Staring at the computer screen, as iTunes quietly played in the background.

And then it hit me.

I just needed to write what I was thinking and feeling which isn’t always just one thing.  It is a mixture of simplicity as the holiday approaches and we make plans to spend it with loved ones and a chaotic feeling that I am forgetting something…for someone.

And I realized that I am not alone.  Many of you are feeling the calm before the storm and yet in the long run know that the little things don’t matter.  My mind wanders from much anticipation for things I have yet to unveil here and to trying something for the first time that is a little scary.  I reminisce about the year and how fast the time has gone by, and as I try to recall each month and every significant moment that has passed, I know I have forgotten some.  Not because I want to, but because it is difficult to remind ourselves of the big moments, let alone remember something that seemingly was minor.  But some times, the small moments are the ones that mean the most.

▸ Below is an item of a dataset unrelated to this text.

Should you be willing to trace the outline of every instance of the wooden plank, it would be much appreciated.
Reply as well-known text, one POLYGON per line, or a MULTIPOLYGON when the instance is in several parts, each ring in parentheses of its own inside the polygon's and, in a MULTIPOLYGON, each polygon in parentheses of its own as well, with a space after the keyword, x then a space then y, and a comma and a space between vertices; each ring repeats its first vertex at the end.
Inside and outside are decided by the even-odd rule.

Maybe this year has been especially hard for you and I am sorry for any difficulties and loss that you may have experienced and hope that you continue to believe in tomorrow and every thing that is good.

Even in those moments we would never wish upon anyone else, we also find good things to celebrate.  To have someone in our lives, even for a few short months, is better than never than having them at all, and we hold onto to the smile, feel the hug, and love the new memories we make.  We are not brought together by things and possessions, but by mutual feelings of love and friendship.

But as we gather with family and friends over the next 10 days, and the chaos that comes with it, let us never forget that life does not always go as we would have liked, planned, or wished.  Sometimes, we just have to take one day at a time and see what happens next.  But while we are in each and every moment, always live in it.  Fully.

What moments are you in that you glide over and hope no one notices, believing that they don’t matter?  What words are never shared because you don’t make the time to say them?  Our lives are just mere moments — some good and some bad.  And we must live in all of them in order for us to move onto the next ones that will follow.

This time of year, don’t forget the little moments.  The ones where you can take a few minutes to share your life with someone else.  The ones that live on — not just in your life, but in the lives of those around you.   The little moments that you will forget tomorrow but will resurrect themselves days from now in a story shared with others.  Reflect on where you have been, where you are and where you have yet to go and appreciate the gift you have been granted.

Thank you for reading this small ramble of thankfulness, wonderment, joy, and appreciation that has been wrapped into a little gift — the one I call “my life.”